Reprinted with permission from Alternet

The Federal Election Commission has continued to shrink in size: Republican Commissioner Matthew S. Peterson has announced his resignation, which will bring the FEC down to only three members.

With only three commissioners, the FEC, which enforces election law, won’t be able to form a quorum — the minimum number of members — required to take substantial actions. As the New York Times reported, this includes: “holding board meetings, starting audits, making new rules and levying fines for campaign finance violations.”

As the 2020 presidential election is only 15 months away, MSNBC’s Rachel Maddow finds Peterson’s departure to be a “very alarming” development — and Maddow voiced her concerns when FEC Chair Ellen Weintraub appeared on her show on Monday night.

Maddow asked Weintraub, a Democrat, if she could assure her that Peterson’s departure is “not as bad as it seems.”

“Well, it’s not great,” the chair responded. “It’s definitely not great, Rachel. But I want to assure the American people that the agency is not closing its doors.

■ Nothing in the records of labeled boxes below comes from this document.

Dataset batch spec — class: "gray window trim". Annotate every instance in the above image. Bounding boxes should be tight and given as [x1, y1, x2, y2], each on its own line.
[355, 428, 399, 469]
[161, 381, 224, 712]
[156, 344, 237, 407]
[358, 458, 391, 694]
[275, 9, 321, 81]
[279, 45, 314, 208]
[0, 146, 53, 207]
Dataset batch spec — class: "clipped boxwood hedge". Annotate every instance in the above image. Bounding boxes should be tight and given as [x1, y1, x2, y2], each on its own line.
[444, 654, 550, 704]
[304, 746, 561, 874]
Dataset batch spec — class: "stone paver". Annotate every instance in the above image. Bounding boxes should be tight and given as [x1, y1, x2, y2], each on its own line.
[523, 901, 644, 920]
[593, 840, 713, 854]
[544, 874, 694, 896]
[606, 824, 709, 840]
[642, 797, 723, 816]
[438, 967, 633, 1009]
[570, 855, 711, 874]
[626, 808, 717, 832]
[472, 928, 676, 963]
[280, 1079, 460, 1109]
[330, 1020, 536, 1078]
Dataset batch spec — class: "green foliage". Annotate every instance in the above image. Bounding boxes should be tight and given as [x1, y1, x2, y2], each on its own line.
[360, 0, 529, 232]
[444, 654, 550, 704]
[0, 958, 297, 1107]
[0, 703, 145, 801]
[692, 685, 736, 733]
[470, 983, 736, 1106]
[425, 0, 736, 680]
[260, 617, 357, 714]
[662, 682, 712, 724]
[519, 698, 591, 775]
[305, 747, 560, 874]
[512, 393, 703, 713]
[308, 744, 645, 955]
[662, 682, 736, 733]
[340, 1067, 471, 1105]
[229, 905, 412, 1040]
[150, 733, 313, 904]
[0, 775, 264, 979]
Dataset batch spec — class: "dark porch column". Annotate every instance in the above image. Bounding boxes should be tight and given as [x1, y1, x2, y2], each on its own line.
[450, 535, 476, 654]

We have a dedicated staff who will continue to show up for work every day, and we will make sure that we fulfill our core mission of disclosure — of following the money and making sure the American people can follow the money, and finding out who is supporting which candidates, and how they’re spending their money.”

Weintraub quickly added, however, that lacking a quorum poses some major problems for the FEC.

“It is definitely not good for us not to have a quorum because we can continue to do investigations that have already been authorized, but we can’t authorize any new investigations,” Weintraub told Maddow. “We can’t issue any rules. We can’t issue any advisory opinions.”

Weintraub added, “We’ve been limping along with four members for a while now…. It’s hard to maintain a quorum when you’ve only got the bare four.”

The FEC chair told Maddow that it would be quite possible for new FEC commissioners to be nominated by President Donald Trump and confirmed by the U.S. Senate “in fairly short order if they decide to do so.” But when the FEC “ran out of a quorum” in 2008, Weintraub noted, it “took months before they decided to fill the empty seats and bring us back to full strength.”

“I am sincerely hoping we are not going to run into that situation again,” Weintraub told Maddow.